If used headless or in another context, merely the ImageJ libraries are required, as indicated in the pom.xml file for Apache maven at the root of the source tree:


Currently Pendent_Drop depends on the imagej artifact net.imagej and its dependencies listed in the parent pom-imagej version 7.1.0.

The build-automation tool maven from the Apache project may be used to download all necessary artifacts to build this software.

List of contributors

Adrian Daerr (Programming, Algorithm)

Adrien Mogne (Algorithm, Testing & Validation)

Software location:

Archive (e.g. institutional repository, general repository) (required)

Name: Zenodo

Persistent identifier: 10.5281/zenodo.31461

Licence: GNU GPL

Publisher: Adrian Daerr

Date published: 26/09/15

Code repository (e.g.
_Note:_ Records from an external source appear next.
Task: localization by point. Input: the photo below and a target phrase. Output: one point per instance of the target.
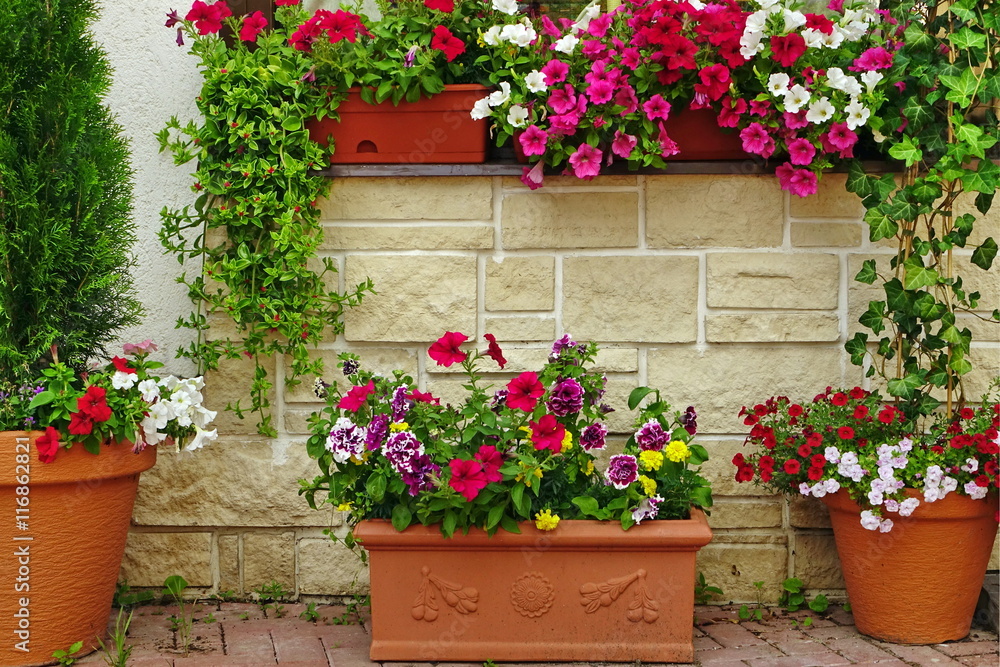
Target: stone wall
(719, 289)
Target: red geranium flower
(547, 433)
(467, 477)
(494, 350)
(524, 391)
(447, 43)
(491, 460)
(356, 397)
(445, 351)
(48, 445)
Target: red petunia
(467, 477)
(547, 433)
(48, 445)
(252, 25)
(446, 6)
(445, 351)
(122, 365)
(356, 397)
(491, 460)
(444, 41)
(494, 351)
(788, 48)
(524, 391)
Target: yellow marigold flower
(677, 451)
(546, 520)
(648, 485)
(651, 460)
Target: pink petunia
(586, 162)
(533, 140)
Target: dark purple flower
(566, 398)
(377, 430)
(652, 436)
(689, 420)
(593, 436)
(623, 469)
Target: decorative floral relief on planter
(642, 607)
(532, 594)
(425, 607)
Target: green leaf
(867, 274)
(637, 395)
(982, 256)
(907, 151)
(401, 516)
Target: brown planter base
(587, 591)
(918, 583)
(60, 559)
(436, 130)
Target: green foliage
(253, 232)
(65, 193)
(65, 657)
(703, 593)
(921, 346)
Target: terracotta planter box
(436, 130)
(918, 583)
(61, 557)
(587, 591)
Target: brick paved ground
(242, 634)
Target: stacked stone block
(719, 289)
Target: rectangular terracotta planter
(587, 591)
(435, 130)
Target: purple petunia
(566, 398)
(623, 469)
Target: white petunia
(566, 44)
(796, 98)
(857, 114)
(535, 82)
(777, 83)
(508, 7)
(820, 111)
(501, 96)
(481, 109)
(517, 115)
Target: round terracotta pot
(60, 559)
(918, 583)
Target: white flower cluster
(176, 401)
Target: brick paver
(242, 635)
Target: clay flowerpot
(435, 130)
(918, 583)
(63, 537)
(587, 591)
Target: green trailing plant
(118, 652)
(250, 241)
(182, 622)
(66, 225)
(942, 127)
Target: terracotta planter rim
(571, 535)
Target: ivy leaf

SourceForge, GitHub etc.) (optional)

Name: Github

Identifier: https://github.com/adaerr/pendent-drop

Licence: GNU GPL

Date published: 03/06/13



(3) Reuse potential

Direct reuse for similar problems

Instead of analysing the shape of a pendent drop, one can use this code as is on images of sessile drops or of bubbles (sessile or pendent). Images of sessile drops or pendent bubbles simply have to be flipped upside-down because the plugin assumes that the base of the drop is at the top and the tip below.

The software can also be easily extended to calculate slopes at selected points, e.g. to measure contact angles on substrates.

Reuse as part of other software

The Pendent_Drop software can be integrated into other Java software by using the imagej/scijava framework to populate its input parameters and invoke it as a command, typically via instructions such as

 final ImageJ ij = new ImageJ();
 // open image(s) here
 ij.command().run(Goutte_pendante.class, true);

An API for more fine-grained control of the functionality is planned.

Reuse for other geometries

Pendent_Drop can also be modified to analyse other free surface geometries, such as the meniscus near a wall or around a fiber plunging into a liquid bath. In detail this requires the adaptation of the Contour and DContour classes to parameters describing the new geometry. In the main class various methods require some rewriting: the differential equation describing the meniscus goes in deriv(), and the integrations bounds in calculateProfile() must be specified. The initial parameter estimation in dropShapeEstimator() needs to be adapted to extract correct shape descriptors from the image for the new geometry. If the new geometry is not right-left symmetric, findDropBorders(), makeClosedPath(), updateOverlay() and any other method referring to left/rightBorder must be modified. Finally calcSurface() and calcVolume() have to be either deleted or adapted to yield correct results.

Competing Interests

The authors declare that they have no competing interests.